17.09 - Cusco - dawna stolica Inków. Szansa na: poznanie i zgłębienie kultury Inków. Gwarantowane: ziiiimnoooooo (nawet 0 stopni!)

19.09 - Machu Picchu-u-uuu!!!

20.09-25.09 Krótsze i dłuższe pobyty w: Cusco-Lima-Atlanta-Madryt-Frankfurt. Szansa na: zwiedzanie Atlanty i Frankfurtu. Gwarantowane: ...

piątek, 16 sierpnia 2013

Żółta febra

 
    Wczoraj zaszczepiliśmy się z Darkiem na żółtą febrę. Przeczytanie ulotki przed szczepieniem trochę mnie przeraziło (przykładowy cytat "przy tych objawach częste są zgony"), ale starałam się uspokoić i myśleć racjonalnie. Trochę pomógł lekarz, bo zwrócił moje myśli w innym kierunku opowiadając nam o swojej koleżance, która zginęła w wypadku autobusowym w Peru. Dziś rano budzimy się, a Darek pokazuje mi coś, czego nigdy wcześniej u siebie nie zauważył - dziwne żółte plamy na rękach. Zaczynam czytać ulotkę, informacji o takich skutkach ubocznych nie ma, w internecie - też nic. Żółtość skóry to za to jeden z objawów śmiertelnej żółtej febry, na którą się szczepiliśmy. Przerażona dzwonię po wszystkich ośrodkach epidemiologicznych w Polsce w poszukiwaniu kogoś znającego się na rzeczy. Zgodnie każą udać się do lekarza, który wypisywał receptę na szczepionkę, Darek obiecuje mi że pójdzie po pracy.
     W międzyczasie ja dalej szukam odpowiedzi w google (bardzo zły pomysł), jestem już prawie pewna, że to żółta febra, czytam ulotkę gdzie napisane jest, że kontakt szczepionki ze środkami dezynfekującymi może aktywować wirusa a przecież pielęgniarka zdezynfekowała nam skórę przed szczepieniem!!!
     Dzwonię do Darka po raz n-ty żeby sprawdzić jak się czuje, czy żółcieją mu białka oczu i pojawiają się kolejne objawy, a on mówi "Wiesz, te plamy jakoś schodzą, to chyba sos od wczorajszego hamburgera".

piątek, 9 sierpnia 2013

Jedziemy do Peru!

A więc - jedziemy! Już za tydzień będziemy w sercu amazońskiej dżungli!
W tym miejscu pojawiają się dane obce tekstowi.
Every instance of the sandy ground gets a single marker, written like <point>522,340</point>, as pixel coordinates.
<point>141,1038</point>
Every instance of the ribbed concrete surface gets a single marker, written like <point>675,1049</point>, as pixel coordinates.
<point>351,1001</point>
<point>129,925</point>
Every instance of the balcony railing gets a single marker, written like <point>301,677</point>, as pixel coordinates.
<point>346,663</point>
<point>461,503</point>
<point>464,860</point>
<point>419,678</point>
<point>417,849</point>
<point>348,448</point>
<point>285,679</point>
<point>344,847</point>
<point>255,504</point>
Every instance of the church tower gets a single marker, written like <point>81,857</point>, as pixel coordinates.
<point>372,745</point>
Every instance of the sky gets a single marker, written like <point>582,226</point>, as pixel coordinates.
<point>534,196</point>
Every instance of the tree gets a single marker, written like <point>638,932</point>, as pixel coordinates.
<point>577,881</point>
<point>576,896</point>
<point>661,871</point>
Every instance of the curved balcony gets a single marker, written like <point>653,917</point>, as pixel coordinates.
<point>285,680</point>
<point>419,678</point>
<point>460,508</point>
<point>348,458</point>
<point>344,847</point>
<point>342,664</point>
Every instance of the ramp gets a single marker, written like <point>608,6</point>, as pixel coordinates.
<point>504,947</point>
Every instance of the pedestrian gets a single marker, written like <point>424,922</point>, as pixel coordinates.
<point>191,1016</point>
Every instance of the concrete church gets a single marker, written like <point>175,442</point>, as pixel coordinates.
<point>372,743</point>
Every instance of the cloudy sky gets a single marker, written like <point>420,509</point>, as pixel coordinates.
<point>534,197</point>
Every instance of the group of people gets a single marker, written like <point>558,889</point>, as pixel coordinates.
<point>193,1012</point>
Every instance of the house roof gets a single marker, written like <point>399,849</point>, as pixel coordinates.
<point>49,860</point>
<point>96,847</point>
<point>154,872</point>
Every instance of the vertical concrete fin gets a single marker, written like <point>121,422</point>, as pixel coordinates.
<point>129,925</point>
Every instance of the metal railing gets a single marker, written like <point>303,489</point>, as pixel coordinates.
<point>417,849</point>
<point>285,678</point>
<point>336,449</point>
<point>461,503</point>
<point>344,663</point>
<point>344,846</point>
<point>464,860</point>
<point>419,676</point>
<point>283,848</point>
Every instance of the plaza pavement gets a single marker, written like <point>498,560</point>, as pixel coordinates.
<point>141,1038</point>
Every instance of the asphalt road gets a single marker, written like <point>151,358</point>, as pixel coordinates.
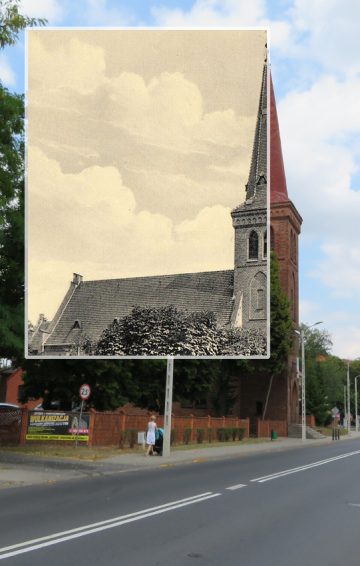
<point>277,509</point>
Mieliśmy sporo czasu i czujemy się bardzo dobrze przygotowani. Zagrożeniami, których podobno jest mnóstwo i wszystkie je znamy, postanowiliśmy się po prostu nie przejmować, bo gdy ja (Kasia) zaczynam o tym intensywniej myśleć, robi mi się odrobinę słabo.

Najbardziej cieszymy się chyba na zwiedzanie dżungli z przewodnikiem (Indianinem nie mówiącym po angielsku!) - 4 dni wycieczki zaraz na początku naszej wyprawy, ale aż 2 całe dni dojazdu z Limy pomimo przelotu części drogi samolotem.
Podekscytowani jesteśmy też na myśl o kuchni peruwiańskiej - czekają nas podobno pieczone świnki morskie, sok z żaby, herbata i cukierki z koki...Myślę, że spróbowanie najgorszej na świecie rzeczy do zjedzenia/wypicia w życiu mamy już za sobą (była to wietnamska nalewka na zdechłej kobrze) tak więc nastawieni jesteśmy na próbowanie wszystkiego, co będą jeść tubylcy.